Utopia-in-Four-MovemensFed up with government control of the U.S., not believing in “abortion, homosexuality, in the state-controlled church” and saying their faith came from reading the Bible and through prayer, the Gastonguay family “decided to take a leap of faith to see where God leads us.”

The Gastonguays took their two children and father-in-law and set sail from San Diego for the tiny island nation of Kiribati … They never made it.

Kiribati is a strange place to set sail. Kiribati is one of the world’s poorest countries and one of the least developed countries in the world. It has few natural resources. The soil is thin and calcareous. It has a low water-holding capacity and low organic matter and nutrient content. Most health problems are related to consumption of semi-raw seafood, limited amount of food storage facilities, and bacterial contamination of fresh water supplies. It is one of the least suitable places for agriculture in the world.

Weeks into their journey, the Gastonguays hit a series of storms that damaged their boat, leaving them adrift for weeks, unable to make progress. They were eventually picked up by a Venezuelan fishing vessel, transferred to a Japanese cargo ship and taken to Chile where they are resting in a hotel in the port city of San Antonio.

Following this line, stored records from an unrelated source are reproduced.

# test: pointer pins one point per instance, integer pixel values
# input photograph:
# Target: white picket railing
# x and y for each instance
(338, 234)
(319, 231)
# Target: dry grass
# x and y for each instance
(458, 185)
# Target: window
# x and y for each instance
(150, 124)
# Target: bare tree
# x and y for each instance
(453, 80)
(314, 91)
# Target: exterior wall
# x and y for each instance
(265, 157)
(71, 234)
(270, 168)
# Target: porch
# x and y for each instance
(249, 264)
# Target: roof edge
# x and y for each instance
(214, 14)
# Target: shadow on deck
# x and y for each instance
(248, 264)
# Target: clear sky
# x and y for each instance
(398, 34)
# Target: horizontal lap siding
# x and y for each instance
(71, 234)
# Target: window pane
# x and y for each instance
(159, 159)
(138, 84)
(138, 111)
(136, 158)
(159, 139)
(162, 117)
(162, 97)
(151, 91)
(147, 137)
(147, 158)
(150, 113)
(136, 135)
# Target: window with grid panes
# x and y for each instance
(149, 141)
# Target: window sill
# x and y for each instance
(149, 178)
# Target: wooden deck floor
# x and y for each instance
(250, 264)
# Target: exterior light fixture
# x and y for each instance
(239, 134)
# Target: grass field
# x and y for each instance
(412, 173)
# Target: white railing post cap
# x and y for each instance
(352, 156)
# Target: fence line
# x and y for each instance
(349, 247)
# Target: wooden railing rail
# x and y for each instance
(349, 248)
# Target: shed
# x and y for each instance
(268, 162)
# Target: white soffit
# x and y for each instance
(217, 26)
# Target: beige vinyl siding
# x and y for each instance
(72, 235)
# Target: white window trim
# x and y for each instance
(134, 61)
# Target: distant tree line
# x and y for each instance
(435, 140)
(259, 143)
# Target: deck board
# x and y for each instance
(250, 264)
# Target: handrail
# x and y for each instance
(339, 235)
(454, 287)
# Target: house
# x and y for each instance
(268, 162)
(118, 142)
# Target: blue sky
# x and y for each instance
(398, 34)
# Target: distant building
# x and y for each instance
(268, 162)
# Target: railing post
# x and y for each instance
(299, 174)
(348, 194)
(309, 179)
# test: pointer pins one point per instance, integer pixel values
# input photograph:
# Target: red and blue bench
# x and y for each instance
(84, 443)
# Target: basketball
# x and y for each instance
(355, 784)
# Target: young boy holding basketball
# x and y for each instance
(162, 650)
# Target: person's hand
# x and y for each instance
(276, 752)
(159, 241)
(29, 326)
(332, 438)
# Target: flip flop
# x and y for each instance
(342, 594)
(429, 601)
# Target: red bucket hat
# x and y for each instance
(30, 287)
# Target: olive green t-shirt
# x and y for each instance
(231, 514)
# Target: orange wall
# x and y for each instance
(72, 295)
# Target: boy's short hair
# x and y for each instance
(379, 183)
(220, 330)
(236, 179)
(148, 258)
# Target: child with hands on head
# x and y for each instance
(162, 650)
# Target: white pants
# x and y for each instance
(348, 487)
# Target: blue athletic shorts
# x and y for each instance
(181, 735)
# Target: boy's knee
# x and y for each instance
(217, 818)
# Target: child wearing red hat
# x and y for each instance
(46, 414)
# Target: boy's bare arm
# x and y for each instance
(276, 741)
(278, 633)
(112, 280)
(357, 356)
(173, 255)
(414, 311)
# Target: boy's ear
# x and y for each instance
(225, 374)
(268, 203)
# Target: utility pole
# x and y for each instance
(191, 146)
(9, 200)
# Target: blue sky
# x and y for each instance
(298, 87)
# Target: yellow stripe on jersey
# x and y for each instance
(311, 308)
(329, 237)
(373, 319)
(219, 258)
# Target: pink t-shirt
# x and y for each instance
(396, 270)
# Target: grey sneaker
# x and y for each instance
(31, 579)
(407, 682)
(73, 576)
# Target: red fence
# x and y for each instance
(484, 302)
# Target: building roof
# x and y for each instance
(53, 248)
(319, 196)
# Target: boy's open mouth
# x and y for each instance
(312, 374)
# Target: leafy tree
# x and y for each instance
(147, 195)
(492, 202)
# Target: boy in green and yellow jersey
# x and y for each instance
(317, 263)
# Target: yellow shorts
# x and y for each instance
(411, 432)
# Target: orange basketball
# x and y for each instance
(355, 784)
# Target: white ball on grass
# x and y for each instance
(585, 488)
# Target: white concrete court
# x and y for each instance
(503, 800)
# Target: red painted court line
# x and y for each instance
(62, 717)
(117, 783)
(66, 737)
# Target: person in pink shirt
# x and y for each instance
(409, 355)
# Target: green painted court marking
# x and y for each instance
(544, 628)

All of us should reread the tale of Jonah’s voyage of fleeing from, and then finding alignment with God’s will. This is a common theme to the sacred scriptures of Judaism, Islam, and Christianity. Spiritual transformation of the Soul is paralleled in the death and rebirth mysteries of numerous ancient religions.

There are lessons for us all in the Gastonguays story.

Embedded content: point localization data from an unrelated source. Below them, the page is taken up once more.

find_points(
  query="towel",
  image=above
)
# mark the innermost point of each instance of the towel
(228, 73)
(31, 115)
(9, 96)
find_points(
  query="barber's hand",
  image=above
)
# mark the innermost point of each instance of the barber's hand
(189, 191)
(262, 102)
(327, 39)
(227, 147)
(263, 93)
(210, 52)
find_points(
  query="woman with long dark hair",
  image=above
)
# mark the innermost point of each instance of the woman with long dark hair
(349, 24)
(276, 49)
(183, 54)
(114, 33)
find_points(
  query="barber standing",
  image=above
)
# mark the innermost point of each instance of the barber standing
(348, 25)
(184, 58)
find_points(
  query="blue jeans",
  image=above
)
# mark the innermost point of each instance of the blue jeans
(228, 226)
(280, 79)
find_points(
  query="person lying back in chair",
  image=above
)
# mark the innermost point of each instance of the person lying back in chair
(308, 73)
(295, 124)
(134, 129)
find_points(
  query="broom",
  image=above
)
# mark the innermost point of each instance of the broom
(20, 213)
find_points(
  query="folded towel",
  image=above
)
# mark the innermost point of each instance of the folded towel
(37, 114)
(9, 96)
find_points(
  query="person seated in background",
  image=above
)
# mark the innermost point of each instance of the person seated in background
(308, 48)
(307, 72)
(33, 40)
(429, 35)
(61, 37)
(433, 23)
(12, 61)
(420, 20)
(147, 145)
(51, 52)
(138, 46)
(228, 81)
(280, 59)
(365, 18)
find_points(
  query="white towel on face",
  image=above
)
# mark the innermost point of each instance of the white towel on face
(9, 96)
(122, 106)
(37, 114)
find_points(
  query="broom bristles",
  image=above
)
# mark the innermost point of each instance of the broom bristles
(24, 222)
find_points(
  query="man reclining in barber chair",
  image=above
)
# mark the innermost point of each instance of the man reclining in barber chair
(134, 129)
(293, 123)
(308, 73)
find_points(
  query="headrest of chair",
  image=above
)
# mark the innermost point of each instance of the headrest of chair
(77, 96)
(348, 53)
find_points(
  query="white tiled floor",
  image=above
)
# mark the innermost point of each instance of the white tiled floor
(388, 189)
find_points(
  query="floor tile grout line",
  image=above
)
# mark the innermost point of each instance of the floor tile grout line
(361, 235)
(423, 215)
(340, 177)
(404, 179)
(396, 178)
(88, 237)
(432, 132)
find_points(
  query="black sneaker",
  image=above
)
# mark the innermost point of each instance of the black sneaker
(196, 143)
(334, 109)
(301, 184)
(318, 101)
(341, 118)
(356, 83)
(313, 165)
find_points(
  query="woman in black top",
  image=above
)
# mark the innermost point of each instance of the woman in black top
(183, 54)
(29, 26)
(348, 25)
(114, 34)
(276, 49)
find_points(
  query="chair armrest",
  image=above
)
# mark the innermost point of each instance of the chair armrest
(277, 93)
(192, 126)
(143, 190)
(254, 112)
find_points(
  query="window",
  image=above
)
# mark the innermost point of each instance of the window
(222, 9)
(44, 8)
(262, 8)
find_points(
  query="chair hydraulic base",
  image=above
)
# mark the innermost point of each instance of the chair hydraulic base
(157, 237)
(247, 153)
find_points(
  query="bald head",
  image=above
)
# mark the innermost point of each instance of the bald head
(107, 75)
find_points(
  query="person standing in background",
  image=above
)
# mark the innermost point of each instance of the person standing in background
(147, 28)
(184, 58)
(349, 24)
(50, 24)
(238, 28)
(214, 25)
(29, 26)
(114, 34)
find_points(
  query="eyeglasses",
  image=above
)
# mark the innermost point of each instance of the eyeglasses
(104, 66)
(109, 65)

First, as police prefect Jose Luis Lopez eloquently stated, “They were looking for a kind of adventure; they wanted to live on a Polynesian island but they didn’t have sufficient expertise to navigate adequately.”

Secondly, the Bible is a book use to enhance one’s faith. I’ve read the Bible from cover to cover several times. Nowhere does God actually detail instructions for sailing a boat 5,005 miles (4,346 nautical miles) while living off the sea.

Third, from my limited Buddhist perspective, when you become miserable you divert your attention to something else. If something undesirable has happened in life, you become agitated. You cannot bear this misery and want to run away from it. You may go to a cinema or a theater, or you may indulge in other sensual entertainments. You may go out drinking, and so on. All this is running away from misery. Escape is no solution to the problem-indeed the misery is multiplying.

And fourth, the key to all spiritual solutions resides within. Like many of us today, the Gastonguays seemed severally out of alignment with God’s will. The Gastonguays lost sight of their spiritual goal. Instead of facing their own spiritual crisis, they ran from the problem.

Like Jonah, one can’t run from a spiritual crisis. Taking a cue from the late Harry Chapin, “… you can travel on ten thousand miles and still say where you are.” Endangering children and other family members to solve your own personal crisis is not an act of faith. Seek a spiritual community or sangha. Spiritual alignment cannot be found on an island, car, watch or boat.

As for the Gastonguay family, latest reports indicate the family will now “go back to Arizona” and “come up with a new plan.”